Florida requires EVOC or CEVO (Certified Emergency Vehicle Operators).  My EVOC class was a dang joke.  First day in the classroom we listened to our instructor tell us about all the accidents he's had and other people in the service have had.

A week later he put me in the ambulance, said drive through those cones then back it between those.

I did.

I passed.  Got the certificate for 16 hours in my file.

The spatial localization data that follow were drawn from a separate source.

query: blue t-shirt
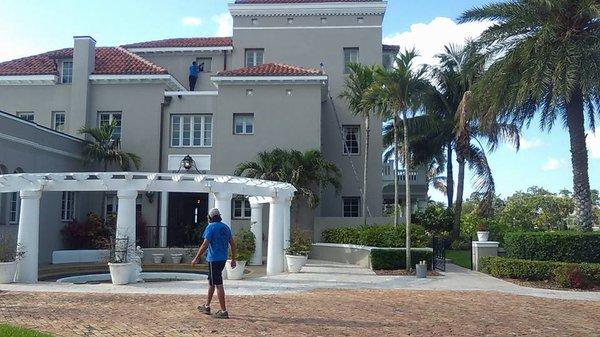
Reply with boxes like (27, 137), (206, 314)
(202, 221), (232, 262)
(189, 64), (200, 77)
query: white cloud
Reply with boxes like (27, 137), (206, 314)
(383, 17), (493, 67)
(541, 158), (567, 171)
(182, 17), (203, 26)
(212, 12), (233, 37)
(587, 130), (600, 159)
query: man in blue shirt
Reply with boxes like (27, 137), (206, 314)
(188, 61), (202, 91)
(191, 208), (236, 319)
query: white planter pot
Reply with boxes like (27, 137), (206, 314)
(170, 254), (183, 264)
(0, 261), (17, 284)
(286, 255), (308, 273)
(225, 260), (246, 280)
(477, 231), (490, 242)
(152, 254), (164, 264)
(108, 262), (134, 285)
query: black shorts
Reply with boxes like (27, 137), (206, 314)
(207, 260), (226, 286)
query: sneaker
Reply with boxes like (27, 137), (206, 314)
(197, 304), (211, 315)
(213, 310), (229, 319)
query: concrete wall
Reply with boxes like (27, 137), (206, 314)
(231, 13), (384, 217)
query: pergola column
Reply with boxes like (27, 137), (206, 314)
(213, 192), (232, 227)
(116, 190), (138, 257)
(267, 197), (285, 275)
(283, 198), (292, 250)
(249, 202), (263, 266)
(15, 190), (42, 283)
(158, 192), (168, 247)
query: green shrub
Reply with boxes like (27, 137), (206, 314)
(370, 248), (433, 270)
(504, 231), (600, 263)
(480, 257), (600, 289)
(232, 229), (255, 262)
(412, 203), (454, 233)
(322, 224), (430, 248)
(286, 229), (312, 256)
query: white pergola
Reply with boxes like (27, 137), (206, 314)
(0, 172), (296, 283)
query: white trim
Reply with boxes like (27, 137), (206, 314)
(0, 132), (82, 159)
(0, 112), (83, 143)
(229, 2), (387, 17)
(164, 91), (218, 96)
(234, 25), (381, 30)
(0, 75), (57, 86)
(212, 75), (328, 83)
(127, 46), (233, 53)
(89, 74), (186, 91)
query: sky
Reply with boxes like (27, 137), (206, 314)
(0, 0), (598, 202)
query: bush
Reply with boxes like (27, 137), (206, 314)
(504, 231), (600, 263)
(412, 203), (454, 233)
(322, 224), (430, 248)
(480, 257), (600, 289)
(370, 248), (433, 270)
(286, 229), (312, 256)
(61, 213), (113, 249)
(232, 229), (255, 262)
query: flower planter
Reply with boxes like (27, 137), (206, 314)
(170, 254), (183, 264)
(0, 261), (17, 284)
(286, 255), (308, 273)
(108, 262), (134, 285)
(152, 254), (164, 264)
(477, 231), (490, 242)
(225, 260), (246, 280)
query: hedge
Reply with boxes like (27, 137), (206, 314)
(322, 224), (430, 248)
(480, 256), (600, 289)
(504, 231), (600, 263)
(370, 248), (433, 270)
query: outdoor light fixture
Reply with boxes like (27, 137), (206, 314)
(178, 154), (202, 174)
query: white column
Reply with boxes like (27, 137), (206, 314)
(267, 198), (285, 275)
(15, 190), (41, 283)
(208, 193), (216, 209)
(158, 192), (168, 248)
(283, 198), (292, 250)
(213, 192), (232, 227)
(249, 202), (263, 266)
(115, 190), (138, 257)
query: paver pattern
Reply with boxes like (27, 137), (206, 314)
(1, 289), (598, 336)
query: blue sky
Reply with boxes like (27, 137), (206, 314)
(0, 0), (598, 201)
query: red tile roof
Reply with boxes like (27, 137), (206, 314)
(216, 63), (323, 77)
(122, 37), (233, 49)
(235, 0), (380, 3)
(0, 47), (167, 76)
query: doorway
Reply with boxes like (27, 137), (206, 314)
(167, 192), (209, 247)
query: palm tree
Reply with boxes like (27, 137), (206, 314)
(460, 0), (600, 230)
(79, 120), (141, 171)
(234, 148), (341, 225)
(340, 63), (377, 225)
(365, 49), (430, 270)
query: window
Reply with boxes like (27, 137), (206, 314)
(52, 111), (66, 131)
(344, 48), (359, 73)
(245, 49), (264, 67)
(342, 125), (360, 155)
(233, 113), (254, 135)
(9, 192), (19, 224)
(61, 61), (73, 84)
(170, 114), (212, 147)
(104, 194), (142, 218)
(98, 112), (122, 139)
(383, 51), (395, 70)
(61, 192), (75, 221)
(232, 196), (251, 219)
(17, 112), (34, 122)
(343, 197), (360, 217)
(196, 57), (212, 72)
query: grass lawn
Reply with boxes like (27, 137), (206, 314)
(0, 324), (53, 337)
(446, 250), (471, 269)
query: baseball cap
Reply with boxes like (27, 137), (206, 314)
(208, 208), (221, 217)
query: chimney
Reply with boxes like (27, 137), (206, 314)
(70, 36), (96, 129)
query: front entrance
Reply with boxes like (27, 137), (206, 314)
(167, 193), (209, 247)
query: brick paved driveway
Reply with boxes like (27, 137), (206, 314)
(1, 289), (598, 336)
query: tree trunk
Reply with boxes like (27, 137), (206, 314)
(362, 115), (370, 226)
(393, 116), (400, 228)
(403, 111), (412, 271)
(566, 88), (593, 231)
(446, 143), (454, 210)
(453, 156), (465, 240)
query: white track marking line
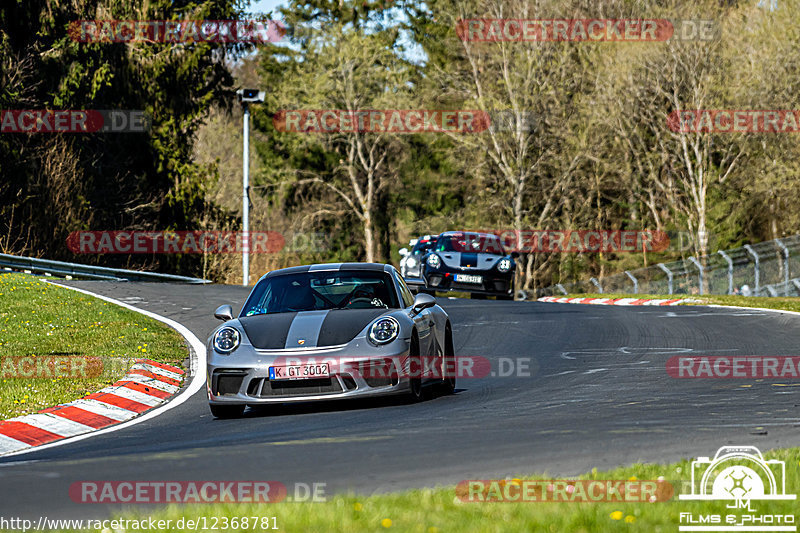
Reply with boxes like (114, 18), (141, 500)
(0, 281), (205, 458)
(11, 414), (95, 437)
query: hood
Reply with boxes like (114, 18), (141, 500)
(437, 252), (501, 271)
(239, 308), (389, 349)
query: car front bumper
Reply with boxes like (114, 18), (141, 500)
(422, 268), (514, 296)
(207, 341), (416, 405)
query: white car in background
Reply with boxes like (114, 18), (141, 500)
(399, 235), (437, 292)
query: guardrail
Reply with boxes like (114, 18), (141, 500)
(537, 235), (800, 298)
(0, 253), (210, 284)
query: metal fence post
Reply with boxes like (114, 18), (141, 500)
(776, 238), (790, 296)
(624, 271), (639, 294)
(556, 283), (567, 295)
(590, 277), (603, 294)
(657, 263), (673, 294)
(744, 244), (760, 294)
(688, 257), (704, 295)
(718, 250), (734, 295)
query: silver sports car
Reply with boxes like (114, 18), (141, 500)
(207, 263), (455, 418)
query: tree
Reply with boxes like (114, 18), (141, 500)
(0, 0), (243, 275)
(256, 1), (414, 262)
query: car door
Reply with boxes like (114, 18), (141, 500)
(395, 272), (435, 370)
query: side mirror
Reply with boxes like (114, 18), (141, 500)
(214, 304), (234, 321)
(411, 293), (436, 314)
(511, 251), (520, 259)
(399, 248), (409, 257)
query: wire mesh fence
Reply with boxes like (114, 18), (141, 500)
(536, 235), (800, 298)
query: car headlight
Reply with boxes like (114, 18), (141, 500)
(497, 258), (512, 273)
(213, 326), (241, 354)
(368, 317), (400, 345)
(407, 257), (417, 268)
(426, 254), (441, 268)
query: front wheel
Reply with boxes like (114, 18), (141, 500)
(210, 404), (245, 419)
(440, 325), (456, 394)
(406, 335), (426, 402)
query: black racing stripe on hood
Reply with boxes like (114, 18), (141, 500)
(239, 312), (297, 349)
(460, 252), (478, 267)
(317, 309), (389, 346)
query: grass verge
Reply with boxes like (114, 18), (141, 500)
(0, 273), (188, 419)
(104, 448), (800, 532)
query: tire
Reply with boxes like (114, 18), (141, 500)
(420, 288), (435, 296)
(210, 404), (245, 419)
(406, 333), (426, 402)
(497, 294), (514, 300)
(470, 293), (487, 299)
(439, 324), (456, 394)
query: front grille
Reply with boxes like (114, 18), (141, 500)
(364, 375), (396, 387)
(355, 358), (399, 388)
(452, 282), (485, 291)
(213, 371), (247, 395)
(247, 377), (343, 397)
(428, 274), (443, 287)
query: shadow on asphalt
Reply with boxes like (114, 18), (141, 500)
(239, 388), (465, 419)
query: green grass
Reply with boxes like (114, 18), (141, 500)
(0, 273), (188, 419)
(104, 448), (800, 532)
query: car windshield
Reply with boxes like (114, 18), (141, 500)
(411, 241), (435, 255)
(241, 270), (400, 315)
(435, 234), (505, 254)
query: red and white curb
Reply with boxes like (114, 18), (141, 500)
(0, 359), (184, 455)
(0, 281), (206, 458)
(538, 296), (687, 306)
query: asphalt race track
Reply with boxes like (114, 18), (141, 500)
(3, 281), (800, 519)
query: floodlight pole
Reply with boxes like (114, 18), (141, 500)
(242, 103), (250, 287)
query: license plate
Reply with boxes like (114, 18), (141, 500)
(455, 274), (483, 284)
(269, 363), (330, 380)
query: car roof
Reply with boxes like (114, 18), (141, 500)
(260, 262), (393, 280)
(438, 231), (498, 238)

2 weeks later I ran smack into a Fire Truck.  First thing out the Shift Commanders mouth was, "You've had your 16 hours of EVOC right?"


----------



## Tincanfireman (Oct 3, 2006)

I've had the opportunity to take EVOC and EVDT (Emergency Vehicle Driver's Training) and would submit that they are the bare bones minimum for driving an emergency vehicle. A van type unit will drive different than a box unit, a Ford will drive differently than a Chevy. I could go on, but you get the idea. Driving safely is a combination of road surface, weather, time of day, vehicle type, and physics. The most overlooked ingredient is slowing down a little. I'm often called the "little old lady driver", but almost everyone who has ridden in the back while I'm up front has admitted that it was the smoothest ride they have had. I'm not afraid to put it to the floor when it's necessary, but I'd rather spend an additional 60 seconds on a transport and arrive safely, or put it in the ditch and not arrive at all. In addition, I have been thrown wall to wall on a routine transport with drivers who couldn't comprehend that an accelerator pedal is a control, not a switch. Just some food for thought, and my .02.


----------



## Airwaygoddess (Oct 5, 2006)

*EVOC you bet!!*

I have been to several, the best one so far is up in Santa Rosa Ca. at Santa Rosa College. Does it all including driving in wet conditions. I learned alot and met some really great people that taught me even more about being street smart with an ambulance. The collage also has a great EMS program!


----------



## FFEMT1764 (Oct 6, 2006)

EVOC= Evaluating vehicles or crashes...at least in these parts.  Driver training consists of verifying the validity of your license and watching a silly 20 minute video call streets of danger or something corny like that...I got all the driver training _I_ needed when I got my CDL.


----------



## BrandoEMT (Oct 6, 2006)

Mine consisted of the same corny video, workbook and driving around town and picking up the supervisor's weed whacker from his house and returning to base....


----------



## eggshen (Oct 20, 2006)

Hey smart kid, did you do the high speed course? Hope so, it's a blast. We take our amb.s to the course and push them as hard as we can.....try to roll it they tell us. Much fun.

Egg


----------